George digs into his backpack and pulls out an insulated bag about the size of a loaf of bread. He unzips it and from inside it he pulls two cans of Coors. Hands me one. It still has a fuzz of ice around its lip like an old man’s mustache. Before I open it, I press it across my hot forehead, and hold its coldness luxuriously against the back of my sweaty neck.
As heavy as George’s backpack is, you’d think he would have brought light beer.
His insulated bag also contains a rectangle of ice and a flask of whiskey.
Just a few essentials.
We carry our beers over to the mesa’s southern edge and sit on some rocks where we relax while sipping our beers and taking in the incredible, incredible views. A breeze blows out of Paria Canyon across Winds Wept Mesa cool as a peppermint kiss, which feels lovely blowing through our sweat-soaked shirts, across our sweaty brows.
After drinking his beer, George returns to his backpack and, while searching for some snacks, pulls out the rest of the stuff that made his backpack 50 percent heavier than mine.
A campstove and a fuel bottle.
“For tomorrow’s coffee,” he says.
A baggy containing oatmeal, bagels, coffee, four hard-boiled eggs and smoked salmon.
“For tomorrow’s breakfast,” he says.
“Geez, George,” I say. “No wonder your backpack is so heavy!”
He sets the breakfast food on the ground and plunges his hand in again.
It’s like watching a magician pulling objects from his hat. I half expect him to pull out a white rabbit for dinner. But no. He does me one better, instead pulling out steaks.
Plural!
I think I’ll go camping with George a LOT more in the future.
George finds what he’s been digging for in his backpack and returns to the rocks on the edge of the overlook.
From the rocks on which we sit, it’s a sheer drop a thousand feet to the floor of Paria Canyon, where the Paria River lies like a gray-green ribbon. It makes a faint “shew” sound that at first we can’t decipher if the sound originates from the river, or from the wind blowing through the trees at some distant point.

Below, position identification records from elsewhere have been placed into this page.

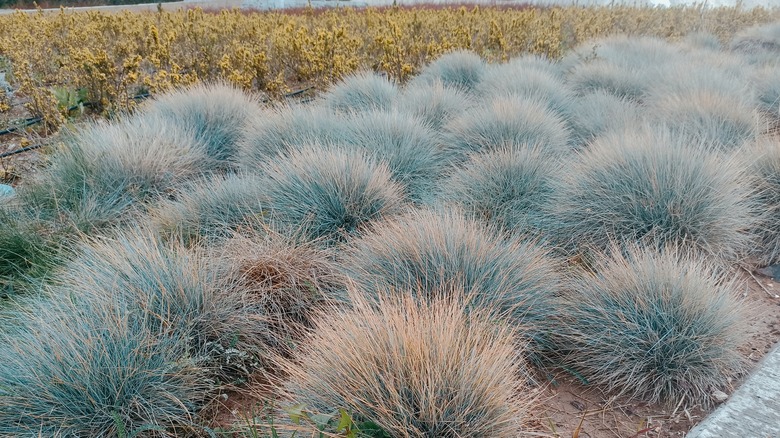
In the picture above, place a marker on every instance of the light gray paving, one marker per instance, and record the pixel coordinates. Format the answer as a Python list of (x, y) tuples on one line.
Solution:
[(753, 411)]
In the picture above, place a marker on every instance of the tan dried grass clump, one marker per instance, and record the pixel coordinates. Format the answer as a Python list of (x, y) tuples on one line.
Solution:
[(416, 369)]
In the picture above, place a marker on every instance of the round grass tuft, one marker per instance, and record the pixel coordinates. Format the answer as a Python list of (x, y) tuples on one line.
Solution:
[(460, 69), (283, 129), (659, 327), (108, 173), (506, 188), (530, 83), (508, 122), (360, 92), (647, 185), (84, 367), (424, 250), (765, 170), (600, 112), (716, 120), (215, 114), (284, 280), (329, 194), (414, 369), (411, 150), (212, 209), (434, 104)]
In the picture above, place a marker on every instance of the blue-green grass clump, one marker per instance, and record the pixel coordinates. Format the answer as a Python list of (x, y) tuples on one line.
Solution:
[(655, 326), (765, 170), (107, 174), (508, 189), (538, 63), (507, 122), (212, 209), (87, 366), (285, 280), (600, 112), (599, 76), (328, 193), (716, 120), (29, 249), (514, 79), (648, 185), (415, 369), (423, 251), (624, 66), (283, 129), (760, 45), (433, 103), (767, 85), (703, 41), (215, 114), (460, 69), (411, 150), (360, 92), (177, 291)]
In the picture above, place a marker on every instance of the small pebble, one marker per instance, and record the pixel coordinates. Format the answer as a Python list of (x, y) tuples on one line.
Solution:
[(719, 396)]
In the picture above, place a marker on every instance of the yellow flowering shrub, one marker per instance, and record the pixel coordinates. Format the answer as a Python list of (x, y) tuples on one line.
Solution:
[(112, 57)]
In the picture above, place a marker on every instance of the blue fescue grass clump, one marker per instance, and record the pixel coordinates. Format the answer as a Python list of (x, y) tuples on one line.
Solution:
[(284, 281), (414, 369), (624, 66), (215, 114), (760, 45), (599, 76), (515, 79), (411, 149), (108, 173), (703, 40), (508, 122), (717, 120), (767, 84), (460, 69), (538, 63), (89, 367), (329, 193), (283, 129), (600, 112), (648, 185), (434, 104), (361, 91), (655, 326), (29, 249), (507, 188), (764, 156), (626, 52), (423, 251), (212, 209)]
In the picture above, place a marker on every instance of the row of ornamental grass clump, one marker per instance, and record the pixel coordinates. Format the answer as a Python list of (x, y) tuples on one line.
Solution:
[(414, 256), (105, 61)]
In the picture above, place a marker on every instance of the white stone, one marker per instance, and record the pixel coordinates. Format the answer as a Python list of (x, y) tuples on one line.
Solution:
[(719, 396)]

Before we crested the final summit onto Winds Wept Mesa, George and I had been conversing about our favorite books, which got interrupted by our “Oh wows!” as we took in the World’s Greatest View.
Then it’s my turn to surprise George by pulling out my own beers. I had stored them in the freezer for several hours, right to the point of bursting.

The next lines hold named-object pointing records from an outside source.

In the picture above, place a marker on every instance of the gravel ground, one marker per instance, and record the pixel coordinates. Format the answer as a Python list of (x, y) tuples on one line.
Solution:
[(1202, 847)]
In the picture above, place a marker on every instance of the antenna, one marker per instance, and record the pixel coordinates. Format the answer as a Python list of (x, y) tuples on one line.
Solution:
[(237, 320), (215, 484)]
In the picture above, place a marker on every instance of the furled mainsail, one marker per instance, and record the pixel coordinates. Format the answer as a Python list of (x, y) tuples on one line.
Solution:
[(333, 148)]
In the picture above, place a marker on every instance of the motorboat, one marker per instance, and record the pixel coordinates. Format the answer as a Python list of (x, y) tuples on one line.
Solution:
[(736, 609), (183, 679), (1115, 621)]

They don’t have an icy rim but, despite two and a half hours in today’s heat, though not cold, are still on the cool side.
I twist off the lid and hand one to George. Twist the lid off the other and resume my seat on a rock, 18 inches from a thousand foot drop-off. And the conversation continued.
“Like I was saying . . .” I said.
We sit right there talking and enjoying the view until twilight, then we gather and split juniper sticks and build a fire, and talk about “Zen and the Art of Motorcycle Maintenance” while they burn down to coals.
“It’s all about quality,” George said.
“Exactly!” I said. “If you’re going to do the thing, you might as well do it right.”
And if you’ve ever had that discussion then you know it quickly branches off to every aspect of the human condition.
And while we cook, then eat our steaks, George and I explored many of those avenues, which is a wonderful conversation to have, and it was made all the more wonderful eating steaks and tinfoil-cooked veggies in the deep-desert gloaming, protected by the glow of a juniper campfire.
Until, due to the blissful fatigue that falls upon all backpackers, the fatigue falls upon us. Except our conversation had just reached its riches vein, spurred on, perhaps, by the whiskey George pulled from his bottomless (magic?) backpack.
We climb from our wind-proof nook where we had grilled our steaks over the campfire back onto the plateau top where the wind still sharpens itself as it scrapes over the edge of Paria Canyon. And there l spread out a tarp, bunker down its edges with sandstone shingles, and laid my sleeping bag out across it.
And laid myself down, physically weary but mentally exhilarated, on top of this magnificent mesa of ascendant transcendence.
Where we are kept awake all night by the flirting rain and the weeping winds.